One mall manager, who asked to remain anonymous, revealed that some of the high-end designer stores pay minimal or no rent; the idea being that their presence imbues the mall with glamour and prestige.

And while malls function in lieu of public spaces, they are hardly free. Even going to the mall costs money – you have to pay for parking, and if you want to sit down you have to order in a cafe or restaurant.

"You pay perhaps 10 to 50 times more for your food just because it's in the mall," says Marco Kusumawijaya of the Rujak Centre for Urban Studies, over a coffee at one of the few independent coffee shops in the city. "You pay for the marble floor, you pay for the freezing air-conditioning, the useless atrium and these expensive guards and sweepers."

It all seems rather bizarre in contrast to how millions of Jakartans actually live.

Waiting for his afternoon shift near the Green Bay Mall on the Pluit waterfront in north Jakarta, Ahmed Setiawan is busy feeding flies to his caged birds. He's never been to Green Bay mall, and has no desire to go.

"That place is just for rich people. We can't afford to go there. The salary of fishermen is just Rp20,000 [US$1.50] a day.

"Actually the mall is a disturbance. Before we used to look for bait and mussels in the water in front there, but now there's hardly any fish. It's very annoying, and the government doesn't care. They just care about money."

Around the corner, Rohani is selling rice and snacks from her wooden cart. She's been to Green Bay once since it opened several years ago. "I went there when it was the birthday of the mall and there were fireworks," she says. "I just looked once. Only once."

Rather than malls, traders and fishermen like Rohani and Setiawan go to traditional markets. These are clusters of bustling street-side stalls, wooden tables stacked with cheap clothing, fruit and vegetables, and meat carcasses hanging in the heat.

They also buy goods direct from street vendors, whose traditional wooden carts circle the local kampung neighbourhoods, selling everything from buckets and brooms to mountains of fruit.

It's this colourful street life that is threatened by the ubiquity of malls – and the social inequity they represent, says Kusumawijaya.

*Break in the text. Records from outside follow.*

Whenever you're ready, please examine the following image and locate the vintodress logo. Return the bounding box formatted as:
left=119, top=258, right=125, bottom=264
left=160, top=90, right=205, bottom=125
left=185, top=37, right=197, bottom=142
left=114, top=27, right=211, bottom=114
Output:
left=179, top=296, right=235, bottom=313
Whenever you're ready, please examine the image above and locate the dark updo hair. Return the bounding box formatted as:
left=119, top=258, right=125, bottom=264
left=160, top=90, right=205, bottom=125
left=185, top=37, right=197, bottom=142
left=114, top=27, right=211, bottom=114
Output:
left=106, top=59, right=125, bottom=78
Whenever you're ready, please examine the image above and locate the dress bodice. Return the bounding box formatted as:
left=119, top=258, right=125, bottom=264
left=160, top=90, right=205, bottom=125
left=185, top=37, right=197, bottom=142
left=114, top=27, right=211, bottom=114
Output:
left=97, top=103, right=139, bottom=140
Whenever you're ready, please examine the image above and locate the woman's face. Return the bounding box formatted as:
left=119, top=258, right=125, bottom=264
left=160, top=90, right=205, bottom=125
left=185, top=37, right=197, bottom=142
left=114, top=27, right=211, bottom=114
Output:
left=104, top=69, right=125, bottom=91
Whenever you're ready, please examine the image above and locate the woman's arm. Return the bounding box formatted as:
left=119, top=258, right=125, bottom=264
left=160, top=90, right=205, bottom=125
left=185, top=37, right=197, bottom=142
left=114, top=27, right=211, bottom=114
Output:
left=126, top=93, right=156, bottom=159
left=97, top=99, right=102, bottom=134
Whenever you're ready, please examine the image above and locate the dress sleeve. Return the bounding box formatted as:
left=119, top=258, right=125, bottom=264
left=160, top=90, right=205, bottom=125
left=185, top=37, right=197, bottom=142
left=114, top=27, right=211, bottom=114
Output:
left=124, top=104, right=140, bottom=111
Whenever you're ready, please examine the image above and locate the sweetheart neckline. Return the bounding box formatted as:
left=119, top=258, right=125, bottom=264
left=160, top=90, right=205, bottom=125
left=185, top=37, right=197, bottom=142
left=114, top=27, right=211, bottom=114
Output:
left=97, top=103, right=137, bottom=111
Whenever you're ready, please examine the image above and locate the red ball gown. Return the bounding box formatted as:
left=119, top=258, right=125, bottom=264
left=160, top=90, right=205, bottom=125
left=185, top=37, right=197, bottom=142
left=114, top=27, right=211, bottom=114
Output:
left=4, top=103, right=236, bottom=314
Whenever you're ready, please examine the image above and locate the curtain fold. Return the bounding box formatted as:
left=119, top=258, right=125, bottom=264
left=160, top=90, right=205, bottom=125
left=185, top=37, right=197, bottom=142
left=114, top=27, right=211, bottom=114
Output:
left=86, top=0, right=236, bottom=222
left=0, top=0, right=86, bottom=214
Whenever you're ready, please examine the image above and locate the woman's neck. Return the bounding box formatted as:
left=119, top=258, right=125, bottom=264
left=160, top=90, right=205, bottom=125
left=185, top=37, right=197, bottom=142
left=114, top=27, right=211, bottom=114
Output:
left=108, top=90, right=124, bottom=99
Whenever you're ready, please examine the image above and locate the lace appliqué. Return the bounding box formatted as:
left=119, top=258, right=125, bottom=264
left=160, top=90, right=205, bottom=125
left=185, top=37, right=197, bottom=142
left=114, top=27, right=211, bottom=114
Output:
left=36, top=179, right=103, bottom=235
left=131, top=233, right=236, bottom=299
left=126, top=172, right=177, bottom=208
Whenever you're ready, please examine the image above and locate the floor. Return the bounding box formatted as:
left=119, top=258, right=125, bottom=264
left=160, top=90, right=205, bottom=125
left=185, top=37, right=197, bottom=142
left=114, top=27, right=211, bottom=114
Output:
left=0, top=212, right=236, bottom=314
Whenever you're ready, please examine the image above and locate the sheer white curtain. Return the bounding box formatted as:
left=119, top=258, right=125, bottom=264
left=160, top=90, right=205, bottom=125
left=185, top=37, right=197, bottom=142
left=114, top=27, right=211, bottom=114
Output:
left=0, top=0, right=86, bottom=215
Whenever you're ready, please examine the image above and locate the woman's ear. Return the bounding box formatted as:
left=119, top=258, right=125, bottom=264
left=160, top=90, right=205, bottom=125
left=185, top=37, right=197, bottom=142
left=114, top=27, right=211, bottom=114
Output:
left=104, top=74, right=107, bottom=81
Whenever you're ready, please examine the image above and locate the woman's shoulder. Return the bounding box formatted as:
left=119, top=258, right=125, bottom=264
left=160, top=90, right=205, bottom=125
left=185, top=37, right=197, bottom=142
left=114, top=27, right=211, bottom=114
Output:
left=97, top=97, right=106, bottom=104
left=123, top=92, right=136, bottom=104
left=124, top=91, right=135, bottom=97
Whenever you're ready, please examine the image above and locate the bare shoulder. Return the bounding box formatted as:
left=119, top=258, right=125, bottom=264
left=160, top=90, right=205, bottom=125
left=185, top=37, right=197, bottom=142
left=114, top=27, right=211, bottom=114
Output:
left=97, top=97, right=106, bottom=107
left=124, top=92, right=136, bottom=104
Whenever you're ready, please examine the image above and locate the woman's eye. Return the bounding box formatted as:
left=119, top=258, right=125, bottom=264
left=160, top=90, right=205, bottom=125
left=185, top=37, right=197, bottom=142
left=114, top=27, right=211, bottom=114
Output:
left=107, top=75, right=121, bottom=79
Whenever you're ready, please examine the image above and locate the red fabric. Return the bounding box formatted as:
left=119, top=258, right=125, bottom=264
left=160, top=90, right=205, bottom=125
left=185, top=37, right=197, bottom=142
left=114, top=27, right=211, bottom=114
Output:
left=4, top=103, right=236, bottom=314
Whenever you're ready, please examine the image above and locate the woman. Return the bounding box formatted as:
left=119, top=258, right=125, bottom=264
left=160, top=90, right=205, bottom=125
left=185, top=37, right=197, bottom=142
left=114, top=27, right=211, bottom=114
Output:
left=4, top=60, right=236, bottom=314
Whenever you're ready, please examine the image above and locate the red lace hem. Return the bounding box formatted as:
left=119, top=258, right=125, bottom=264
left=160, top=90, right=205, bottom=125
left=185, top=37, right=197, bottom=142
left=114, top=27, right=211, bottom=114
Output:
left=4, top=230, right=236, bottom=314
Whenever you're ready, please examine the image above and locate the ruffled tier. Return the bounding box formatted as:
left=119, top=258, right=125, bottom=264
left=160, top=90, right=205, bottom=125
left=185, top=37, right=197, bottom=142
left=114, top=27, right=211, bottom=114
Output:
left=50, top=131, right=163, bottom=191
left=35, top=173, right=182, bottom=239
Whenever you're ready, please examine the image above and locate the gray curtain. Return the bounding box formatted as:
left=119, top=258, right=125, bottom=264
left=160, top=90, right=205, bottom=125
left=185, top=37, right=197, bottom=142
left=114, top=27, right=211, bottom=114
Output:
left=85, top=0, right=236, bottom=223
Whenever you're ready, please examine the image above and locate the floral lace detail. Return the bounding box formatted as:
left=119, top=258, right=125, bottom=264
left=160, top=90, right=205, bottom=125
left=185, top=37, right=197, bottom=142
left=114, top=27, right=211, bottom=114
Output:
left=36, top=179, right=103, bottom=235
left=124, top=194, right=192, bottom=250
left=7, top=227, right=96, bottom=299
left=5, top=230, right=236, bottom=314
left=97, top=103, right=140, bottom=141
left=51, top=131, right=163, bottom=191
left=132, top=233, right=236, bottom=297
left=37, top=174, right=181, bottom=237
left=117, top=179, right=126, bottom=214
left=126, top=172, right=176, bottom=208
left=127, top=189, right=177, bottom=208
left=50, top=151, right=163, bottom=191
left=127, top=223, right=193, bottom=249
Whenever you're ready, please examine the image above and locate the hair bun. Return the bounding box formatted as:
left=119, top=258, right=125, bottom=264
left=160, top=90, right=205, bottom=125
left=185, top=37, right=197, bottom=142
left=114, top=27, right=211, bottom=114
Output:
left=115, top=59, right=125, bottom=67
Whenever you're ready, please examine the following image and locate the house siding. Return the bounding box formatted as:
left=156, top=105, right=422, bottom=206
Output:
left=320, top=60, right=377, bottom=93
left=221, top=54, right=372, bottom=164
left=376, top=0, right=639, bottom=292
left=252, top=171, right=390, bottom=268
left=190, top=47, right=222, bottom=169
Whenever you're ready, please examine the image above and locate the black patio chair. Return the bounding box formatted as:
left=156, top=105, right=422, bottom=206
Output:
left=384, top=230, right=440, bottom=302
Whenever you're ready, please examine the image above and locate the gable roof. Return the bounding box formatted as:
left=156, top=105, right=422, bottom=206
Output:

Many malls in Jakarta grossly exceed the dimensions stipulated in the city's 2010 spatial planning bylaws. Yet developers are permitted to build wider and higher by paying compensation. Kusumawijaya believes this is a form of "spatial injustice".

"Why can't you build more for your house? Because you cannot pay the compensation, while these people are building more and more," he says. "The problem is that every additional square metre means additional water extraction from the ground, additional electricity. This creates more of a burden on the city."

Still, the realities of the outside world are easily forgotten in the mall, especially the fact that many Jakartans cannot afford to spend time there – including some of the employees.

But for many others, mall culture is the only type of urban experience they've ever known. At the Carnivalle section of GI – a virtual theme park – Herdi Herdiansyah, 32, a marketing consultant, rocks a pram with his six-month-old son amid the din and flashing lights.

"We're just introducing him to the idea, for his eyes only. You know, so he won't be too surprised when he grows up and is ready to play here."